Weaving the tale of charismatic young con artist Anna Sorokin, who swindled New York elites out of tens of thousands of dollars, the show has expertly combined fact with fiction to create an intriguing limited series — but one of Sorokin's victims believes there is a distinct element of danger involved with painting a con woman in such a fun and quirky light.
“I think promoting this whole narrative and celebrating a sociopathic, narcissistic, proven criminal is wrong,” Rachel Williams said in an interview with Vanity Fair.
"Having had a front-row seat to [the Anna circus] for far too long, I’ve studied the way a con works more than anybody needs to," she continued. "You watch the spectacle, but you’re not paying attention to what’s being marketed."
Following years of swindling her supposed closest friends out of large sums of cash, Sorokin — who went by the alias Anna Delvey — was convicted of eight separate charges including second-degree grand larceny, first-degree attempted grand larceny and theft of services. Prior to her conviction, she managed to con Williams out of a whopping $62,000.
Williams — who was described by Netflix as "a natural-born follower whose blind worship of Anna almost destroys her job, her credit, and her life," as well as Sorokin's "greatest creation" — was not only "taken off guard" by her portrayal, but felt it failed at any sort of feminist narrative to refer to her as some helpless creation of a proven criminal.
"I looked at it and I was like, Really?
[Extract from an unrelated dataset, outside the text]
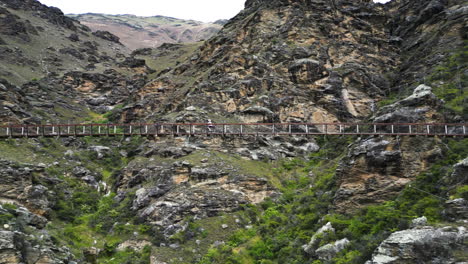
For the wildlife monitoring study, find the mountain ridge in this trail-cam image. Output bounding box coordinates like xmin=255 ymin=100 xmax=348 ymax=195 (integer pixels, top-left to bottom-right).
xmin=68 ymin=13 xmax=224 ymax=50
That’s where you’re going to go with this?" she told the outlet. "So I had some unease, but nobody thinks that someone is going to be reckless with facts, especially when the character is given my name. To me, it’s not making a statement but convoluting truth in a way that’s dangerous."
While Williams hasn't had the stomach to binge the series in its entirety, she admitted she's been skimming the show and is concerned with blatant "inaccuracies" that she's found. She also expressed her concern regarding the dangers of using true crime as entertainment when the facts are purposefully skewed for laughs.
"I think it’s worth exploring at what point a half-truth is more dangerous than a lie," she explained, speaking of the show's disclaimer that it is all true "except for the parts that aren't."
"I think that’s really dangerous territory." She added, "Plus, it affected real-time criminal-justice proceedings."
Williams also noted that the entire act of creating a Netflix show about Sorokin's life could be feeding into her skills as a con artist, assuring that a new narrative is pushed to the public that makes audiences empathize with her while making her victims appear complicit. (The convicted felon was later paid $320,000 for rights to her life story.)
"Everyone talks about Anna’s star power — they were so clearly taken with this subject that they began to empathize with her," she insisted. "If you think about it, what do con artists do? They tell stories."
"Stories have so much power when it comes to creating belief," Williams concluded. "So everybody has bought into this fantastical narrative that has become so devoid of fact but still has the illusion of truth. The facts are boring, I guess, but they’re important."